Ha, that’d be nothing!
Mosquito had already dreamed up what a 10,000-power card would look like.
He was even scheming to add a few Alliance legions into the card packs!
In no time, the tavern’s main hall was filled with the sound of card games and wastelanders’ shouts.
Flipping through the colorful stack of cards in his hand, Tang Feng sighed with emotion.
“I don’t get it—why didn’t something this fun catch on in the Ideal City?”
Such a small, elegant game was rare on the Endpoint Cloud; those virtual worlds spanning entire planets were vast, but too empty.
It’d be even better if they could turn the duels into a virtual reality.
For instance, projecting battle scenes and skill effects with holographic computers and such.
Sitting at the table beside him, Mosquito, busy counting money, chuckled and said.
“I told you, that brother of mine isn’t cut out for business—the era of just selling products is long gone. Marketing isn’t just about strategy; you have to tell a story.”
Tang Feng was taken aback.
“Tell a story?”
Shuffling the cards in his hand, Mosquito said leisurely.
“Exactly, like today—a single game of Gwent stopped the infighting between the Legion and the corporate alliance… What do you think of that story?”
He paused, then cast a confident gaze out the window.
“Speaking of which, this village doesn’t seem to have a name yet… ‘Nameless Village’ sounds too lame. Why not call it Gwent Town?”
Or just Gwent would be fine.
I think this place was called Fuzhuang before, also a monosyllabic name.
Hearing these meaningful words, Tang Feng froze, then suddenly snapped back to reality.
Good grief.
So they’d been used as pawns all along?!
……
While the tavern not far from the front lines was bustling with noise, on distant Broken Blade Mountain there was an eerie silence, broken only by drones flying overhead, quietly spying.
A middle-aged man in a white cloak stared at distant Black Cloud Mountain, his face utterly expressionless.
But then again, no human could ever “see” his face.
Except for his kind—
The “Human Emperor” standing behind him.
If that creature could still be called human.
“Too weak…”
With his back to his comrade, who was also already in paradise, the Beast King said in a very soft voice.

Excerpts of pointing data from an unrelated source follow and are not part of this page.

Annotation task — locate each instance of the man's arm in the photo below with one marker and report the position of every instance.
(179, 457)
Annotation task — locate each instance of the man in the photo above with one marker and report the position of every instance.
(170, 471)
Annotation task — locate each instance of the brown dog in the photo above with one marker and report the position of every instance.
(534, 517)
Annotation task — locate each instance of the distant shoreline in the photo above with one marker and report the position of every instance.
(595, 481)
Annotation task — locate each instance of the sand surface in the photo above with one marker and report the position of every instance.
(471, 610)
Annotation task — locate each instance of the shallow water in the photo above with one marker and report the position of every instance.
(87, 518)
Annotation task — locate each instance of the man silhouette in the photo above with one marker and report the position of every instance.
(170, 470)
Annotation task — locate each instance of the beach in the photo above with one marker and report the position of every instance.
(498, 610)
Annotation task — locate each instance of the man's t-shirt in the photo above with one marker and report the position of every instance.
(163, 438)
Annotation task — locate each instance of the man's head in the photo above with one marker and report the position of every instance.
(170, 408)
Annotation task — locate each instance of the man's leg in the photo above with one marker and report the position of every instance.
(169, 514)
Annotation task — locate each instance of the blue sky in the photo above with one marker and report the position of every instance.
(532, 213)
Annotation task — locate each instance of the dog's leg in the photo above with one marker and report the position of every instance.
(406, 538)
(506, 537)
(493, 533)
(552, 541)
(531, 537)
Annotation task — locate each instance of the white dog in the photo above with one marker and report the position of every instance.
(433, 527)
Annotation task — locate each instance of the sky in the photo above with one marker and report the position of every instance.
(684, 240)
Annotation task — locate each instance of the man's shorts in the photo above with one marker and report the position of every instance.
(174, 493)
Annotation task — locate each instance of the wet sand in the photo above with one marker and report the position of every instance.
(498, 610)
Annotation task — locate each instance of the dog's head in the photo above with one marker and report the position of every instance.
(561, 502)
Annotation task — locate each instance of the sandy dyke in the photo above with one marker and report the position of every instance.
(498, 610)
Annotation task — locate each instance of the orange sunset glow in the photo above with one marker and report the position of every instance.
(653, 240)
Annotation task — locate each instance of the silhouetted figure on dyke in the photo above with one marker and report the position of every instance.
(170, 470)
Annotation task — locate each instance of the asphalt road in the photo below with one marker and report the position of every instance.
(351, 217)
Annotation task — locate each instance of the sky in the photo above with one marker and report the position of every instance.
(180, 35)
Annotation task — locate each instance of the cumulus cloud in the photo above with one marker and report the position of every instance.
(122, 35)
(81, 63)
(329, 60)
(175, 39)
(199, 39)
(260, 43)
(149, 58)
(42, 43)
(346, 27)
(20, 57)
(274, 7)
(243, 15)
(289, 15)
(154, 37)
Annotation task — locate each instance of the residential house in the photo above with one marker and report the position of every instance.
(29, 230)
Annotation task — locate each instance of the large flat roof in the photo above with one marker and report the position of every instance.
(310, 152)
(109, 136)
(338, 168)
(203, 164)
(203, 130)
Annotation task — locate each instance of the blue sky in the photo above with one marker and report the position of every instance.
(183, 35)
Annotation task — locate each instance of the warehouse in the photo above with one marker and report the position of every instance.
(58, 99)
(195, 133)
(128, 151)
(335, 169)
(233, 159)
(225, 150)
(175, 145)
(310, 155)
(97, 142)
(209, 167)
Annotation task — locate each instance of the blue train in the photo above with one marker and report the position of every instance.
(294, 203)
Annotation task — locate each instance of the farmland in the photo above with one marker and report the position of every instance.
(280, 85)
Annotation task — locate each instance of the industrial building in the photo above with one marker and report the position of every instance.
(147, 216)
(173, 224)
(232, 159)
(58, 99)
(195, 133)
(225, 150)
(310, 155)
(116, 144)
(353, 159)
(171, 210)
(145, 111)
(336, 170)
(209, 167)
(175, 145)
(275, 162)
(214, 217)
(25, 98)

“At this rate, we won’t even need the flying beasts Luo Qian helped us develop—just those greenskin mutants with stronger regeneration can hold them here.”
He was never good at naming things, especially after giving up his own name.
Even terms like greenskin mutants and goblins came from the players who fought the mutants.
But that didn’t matter.
Names themselves were just labels; once paradise descended, everything would start anew.
“…These weak and useless creatures have stayed in the cradle too long and forgotten how to hunt.”
“They’ve already felt the cruelty of the universe at Alpha Centauri, yet they still squabble endlessly over trivial matters.”